The first thing we must begin to teach our children (and learn ourselves) is that we cannot spend and consume endlessly.. An economy based on waste is inherently and hopelessly violent, and war is its inevitable by-product.
Wendell Berry, Thoughts in the Presence of Fear
In short, while I feel with Erik that a moral indictment of society is in order, I think we need to get beyond obsessing with what goes on in other people’s bedrooms and really look at society as a whole. We say that we want our children to have ethics, responsibility, compassion and critical thinking skills. These values are hard to teach when all around them children see adults rewarded for the opposite qualities.
Finally, I would like to speak in favor of discipline. Not discipline as punishment, but discipline as developing the habit of turning away from the path of least resistance.
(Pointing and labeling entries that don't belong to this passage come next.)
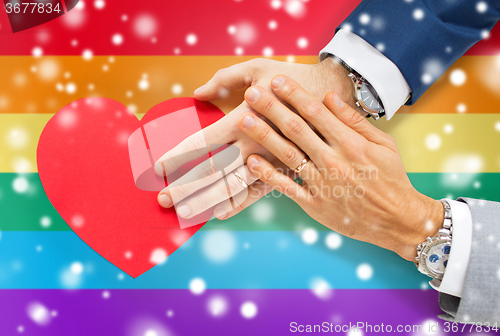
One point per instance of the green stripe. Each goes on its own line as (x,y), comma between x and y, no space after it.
(24,211)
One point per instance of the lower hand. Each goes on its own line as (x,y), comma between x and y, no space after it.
(354,182)
(186,193)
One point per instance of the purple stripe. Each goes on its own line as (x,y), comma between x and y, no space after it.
(134,312)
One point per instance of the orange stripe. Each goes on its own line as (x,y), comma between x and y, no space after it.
(30,85)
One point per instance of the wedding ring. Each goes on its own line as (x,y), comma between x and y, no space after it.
(240,179)
(302,165)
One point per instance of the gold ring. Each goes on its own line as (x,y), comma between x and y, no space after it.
(240,179)
(302,165)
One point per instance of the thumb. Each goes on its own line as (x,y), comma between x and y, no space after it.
(353,119)
(235,77)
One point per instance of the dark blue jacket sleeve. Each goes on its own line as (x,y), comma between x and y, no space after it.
(423,37)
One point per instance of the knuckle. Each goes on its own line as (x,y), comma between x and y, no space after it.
(290,91)
(266,175)
(170,161)
(267,106)
(285,188)
(264,135)
(199,204)
(313,108)
(207,169)
(233,186)
(220,73)
(290,155)
(294,127)
(196,142)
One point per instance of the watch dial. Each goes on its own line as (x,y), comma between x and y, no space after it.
(437,258)
(370,98)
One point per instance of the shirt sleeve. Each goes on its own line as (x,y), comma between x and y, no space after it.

We speak of academic or scientific disciplines: to be effective in science, the mind must be disciplined to avoid assumptions and to demand evidence. There are also spiritual disciplines which can help develop compassion and develop what the Buddhists call “skillfulness” in personal relationships. Mental and emotional discipline both require a certain skepticism to our own deeply held certainties. For in the end, while the universe is infinite, our minds are finite.
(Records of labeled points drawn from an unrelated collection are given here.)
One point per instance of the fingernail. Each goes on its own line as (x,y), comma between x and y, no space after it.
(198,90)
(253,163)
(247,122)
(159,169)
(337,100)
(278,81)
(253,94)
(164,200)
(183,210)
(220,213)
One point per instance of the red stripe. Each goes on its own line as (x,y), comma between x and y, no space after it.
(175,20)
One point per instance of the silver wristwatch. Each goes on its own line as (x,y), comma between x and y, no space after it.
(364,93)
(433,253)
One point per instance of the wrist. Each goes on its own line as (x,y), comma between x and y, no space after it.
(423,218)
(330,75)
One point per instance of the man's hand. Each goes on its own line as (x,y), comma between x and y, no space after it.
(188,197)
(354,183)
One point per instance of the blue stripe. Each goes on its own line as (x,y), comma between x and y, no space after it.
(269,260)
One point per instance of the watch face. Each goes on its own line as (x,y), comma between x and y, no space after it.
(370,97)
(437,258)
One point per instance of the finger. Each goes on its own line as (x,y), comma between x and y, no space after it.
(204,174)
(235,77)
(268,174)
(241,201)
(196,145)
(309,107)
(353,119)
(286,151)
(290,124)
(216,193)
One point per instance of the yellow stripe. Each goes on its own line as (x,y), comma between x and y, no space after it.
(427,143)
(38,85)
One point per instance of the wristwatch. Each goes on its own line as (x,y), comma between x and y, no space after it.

[I have interspersed some quotes of Wendell Berry with my thoughts, as an example of a Christian and conservative (in the classic sense of the word, one who conserves) writer whose thinking I respect, though I don't always agree with it.]
September 20th, 2008 at 10:37 pm
Vicki: Thank you for the link to Berry’s writing. It’s really engaging stuff, quite comforting, even though I too don’t agree with everything Berry writes. His open-minded world view is such a change of pace from the know-it-all exterior that hides so many insecure fundamentalists. Writing this, I’ve reminded myself of Eric Hoffer, who speaks of the Believer as usually being a person who lacks true confidence.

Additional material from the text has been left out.